Have you ever been sent a file and asked to find important information buried within it? Your coworkers would be very impressed if you could query the files in a quick and efficient manner. But… how exactly are you going to achieve such a feat?
As you probably know, SQL allows you to modify database data quickly and easily. When trying to work with data files, developers usually load data into a database and manage it via SQL. In a perfect world, you could just query the database to get the information your company needs. But in real life, there’s a catch: data loading is often not straightforward.
It would be extremely convenient if SQL queries could be run directly on files, skipping the database setup step. It turns out, other people have noticed this fact and have built tools to query your files directly with SQL. In this article, we'll look at a few tools and list some different SQL file query scenarios that they can handle. We'll also compare the tools and share some general considerations.
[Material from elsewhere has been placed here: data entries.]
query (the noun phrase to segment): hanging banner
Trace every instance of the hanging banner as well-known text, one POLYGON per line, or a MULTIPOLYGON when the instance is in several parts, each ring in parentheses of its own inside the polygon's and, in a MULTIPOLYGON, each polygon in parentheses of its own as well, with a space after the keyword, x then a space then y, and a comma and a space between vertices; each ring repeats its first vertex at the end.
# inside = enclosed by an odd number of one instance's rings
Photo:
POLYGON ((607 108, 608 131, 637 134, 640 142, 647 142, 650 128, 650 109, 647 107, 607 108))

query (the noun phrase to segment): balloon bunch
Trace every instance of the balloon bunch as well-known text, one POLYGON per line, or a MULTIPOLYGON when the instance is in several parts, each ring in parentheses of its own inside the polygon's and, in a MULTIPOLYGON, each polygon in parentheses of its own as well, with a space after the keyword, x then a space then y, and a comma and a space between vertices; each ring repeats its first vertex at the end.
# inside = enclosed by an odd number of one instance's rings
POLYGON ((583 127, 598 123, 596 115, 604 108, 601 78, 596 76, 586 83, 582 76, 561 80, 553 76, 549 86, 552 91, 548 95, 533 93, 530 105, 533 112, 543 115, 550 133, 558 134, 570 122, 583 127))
Let’s begin.
TextQL
TextQL might be a suitable fit for you if you're looking for a simple tool to query .csv or .tsv files. TextqQL allows you to execute SQL on structured text with ease. It also allows you to use quote-escaped delimiters. When running a query, TextQL can automatically detect numeric and datetime data in appropriate formats, which helps you make your work easier. TextQL lets you list as many files and folders as you want. You can load the files or directories you’re working with by listing them at the end of the command.
Installation
Let's look at a few ways to install TextQL. One of the simplest methods you can use to get started is to use Homebrew. Just run the command below:
brew install textql
If you're running Docker, you can also install TextQL with a single short command:
docker build -t textql .
Lastly, if you're using Linux, you may be familiar with the AUR tool. AUR installation is also straightforward:
yaourt textql-git
Now that we've gotten TextQL set up and working, let's see what it can do.
Example
We're going to examine an example to understand how TextQL works. Assume we have the following data.
cat sample_data.csv
Id,name,value,timestamp
1, Jack,5,1643004723
1, John,11,1643114723
1, James,-3,1645596723
Now, excluding the header, let's count the number of data items we have.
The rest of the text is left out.